17 Hij gordde de gerechtigheid om als een pantser, Zette de helm van het heil op zijn hoofd, Trok de wraak als een wapenrok aan, Sloeg de ijverzucht om als een mantel.
[It is as though he is a soldier who] [MET] puts on his armor and a helmet; his continually doing what is right is like [MET] his armor, and his ability to rescue people is [like] his helmet. His being extremely angry and his being ready to get revenge [on those who do evil] are like [MET] his robes.
18 Naar de werken zal Hij vergelden: Gramschap voor zijn tegenstanders, Wraak over zijn vijanden, En de kustlanden geeft Hij hun loon.
He will repay his enemies for the evil things that they have done. He will severely punish [MTY] even those who live far [from Jerusalem].
19 Dan zal men de Naam van Jahweh vrezen in het westen, En zijn glorie aan de opgang der zon: Want Hij komt als een bruisende stroom, Voortgezweept door de adem van Jahweh.

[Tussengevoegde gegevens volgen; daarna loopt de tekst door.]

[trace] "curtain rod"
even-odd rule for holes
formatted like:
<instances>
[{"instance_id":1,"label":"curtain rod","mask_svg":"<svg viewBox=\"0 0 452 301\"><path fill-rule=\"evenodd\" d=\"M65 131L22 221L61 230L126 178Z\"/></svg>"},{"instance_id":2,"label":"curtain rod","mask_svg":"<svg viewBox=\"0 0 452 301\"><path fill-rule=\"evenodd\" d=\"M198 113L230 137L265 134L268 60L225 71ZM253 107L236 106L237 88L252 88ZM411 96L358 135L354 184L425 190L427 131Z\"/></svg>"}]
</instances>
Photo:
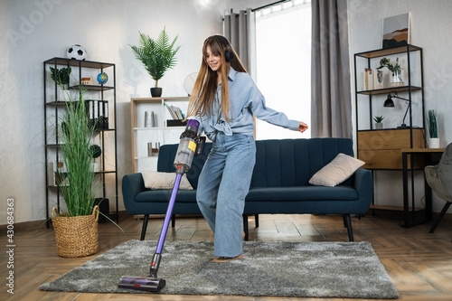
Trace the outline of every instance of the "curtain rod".
<instances>
[{"instance_id":1,"label":"curtain rod","mask_svg":"<svg viewBox=\"0 0 452 301\"><path fill-rule=\"evenodd\" d=\"M251 9L251 12L259 11L259 9L270 7L270 6L278 5L280 3L289 2L289 1L292 1L292 0L279 0L279 1L277 1L277 2L273 2L273 3L270 3L269 5L263 5L263 6L258 7L258 8L253 8L253 9Z\"/></svg>"}]
</instances>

When that happens, people everywhere, from the east to the west, will respect and honor Yahweh [MTY], because he will come like [SIM] a rushing river that is pushed along by the strong wind that Yahweh sent.
20 Maar voor Sion komt een Verlosser, Voor wie zich in Jakob van hun zonde bekeren, spreekt Jahweh,
And Yahweh says that he will come to Jerusalem to free [his people]; he will come to rescue those in Judah who have quit (doing sinful things/their sinful behavior).

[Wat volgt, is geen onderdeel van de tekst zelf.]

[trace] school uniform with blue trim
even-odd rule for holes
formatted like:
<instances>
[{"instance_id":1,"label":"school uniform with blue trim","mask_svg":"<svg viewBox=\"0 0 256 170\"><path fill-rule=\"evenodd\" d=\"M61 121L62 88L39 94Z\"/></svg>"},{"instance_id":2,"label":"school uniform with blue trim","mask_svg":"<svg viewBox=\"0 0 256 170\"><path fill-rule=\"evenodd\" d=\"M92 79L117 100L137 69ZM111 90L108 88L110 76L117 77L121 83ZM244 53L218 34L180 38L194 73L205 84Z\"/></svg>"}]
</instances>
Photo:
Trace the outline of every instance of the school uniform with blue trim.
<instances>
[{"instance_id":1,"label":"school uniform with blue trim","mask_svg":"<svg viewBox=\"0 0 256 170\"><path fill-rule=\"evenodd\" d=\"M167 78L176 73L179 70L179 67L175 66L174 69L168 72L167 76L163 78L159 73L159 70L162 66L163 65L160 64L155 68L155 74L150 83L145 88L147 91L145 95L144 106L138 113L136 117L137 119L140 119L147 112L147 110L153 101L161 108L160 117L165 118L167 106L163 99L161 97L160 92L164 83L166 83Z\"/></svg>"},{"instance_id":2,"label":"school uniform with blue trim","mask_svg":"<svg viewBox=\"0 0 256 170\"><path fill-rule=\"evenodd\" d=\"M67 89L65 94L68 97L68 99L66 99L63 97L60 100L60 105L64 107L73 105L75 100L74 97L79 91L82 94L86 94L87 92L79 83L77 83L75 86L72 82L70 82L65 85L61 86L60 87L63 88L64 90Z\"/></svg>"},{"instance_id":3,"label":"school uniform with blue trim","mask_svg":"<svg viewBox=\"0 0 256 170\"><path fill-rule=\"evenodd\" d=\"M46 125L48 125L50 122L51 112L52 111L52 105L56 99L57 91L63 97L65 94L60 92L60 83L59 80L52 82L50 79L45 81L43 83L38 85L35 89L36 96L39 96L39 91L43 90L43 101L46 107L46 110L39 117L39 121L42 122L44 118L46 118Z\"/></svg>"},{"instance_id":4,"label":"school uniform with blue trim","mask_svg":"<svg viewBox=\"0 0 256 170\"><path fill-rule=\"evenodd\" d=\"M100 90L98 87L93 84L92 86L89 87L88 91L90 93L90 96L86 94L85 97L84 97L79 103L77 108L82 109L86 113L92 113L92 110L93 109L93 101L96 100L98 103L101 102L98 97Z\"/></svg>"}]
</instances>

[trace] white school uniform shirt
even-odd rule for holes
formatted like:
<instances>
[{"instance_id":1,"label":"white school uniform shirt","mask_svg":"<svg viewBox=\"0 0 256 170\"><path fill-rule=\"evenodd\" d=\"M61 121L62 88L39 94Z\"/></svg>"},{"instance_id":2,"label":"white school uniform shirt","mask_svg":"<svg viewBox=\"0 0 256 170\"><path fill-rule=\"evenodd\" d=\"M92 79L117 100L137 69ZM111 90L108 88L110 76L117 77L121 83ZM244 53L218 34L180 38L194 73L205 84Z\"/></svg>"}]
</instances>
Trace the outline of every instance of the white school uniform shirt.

21 En dit zal mijn Verbond met hen zijn, zegt Jahweh: Mijn geest, die op u rust, De woorden, die Ik in uw mond heb gelegd, Zullen uit uw mond niet wijken, noch uit die van uw kroost, Noch uit de mond van het zaad van uw kroost, Zegt Jahweh: van nu af tot in eeuwigheid!
This is what Yahweh says to his people: “This is the agreement that I will make with you: My Spirit will not leave you, and you will always have my message. You will [be able to] declare it [MTY], and your children and grandchildren will [be able to] declare it forever.”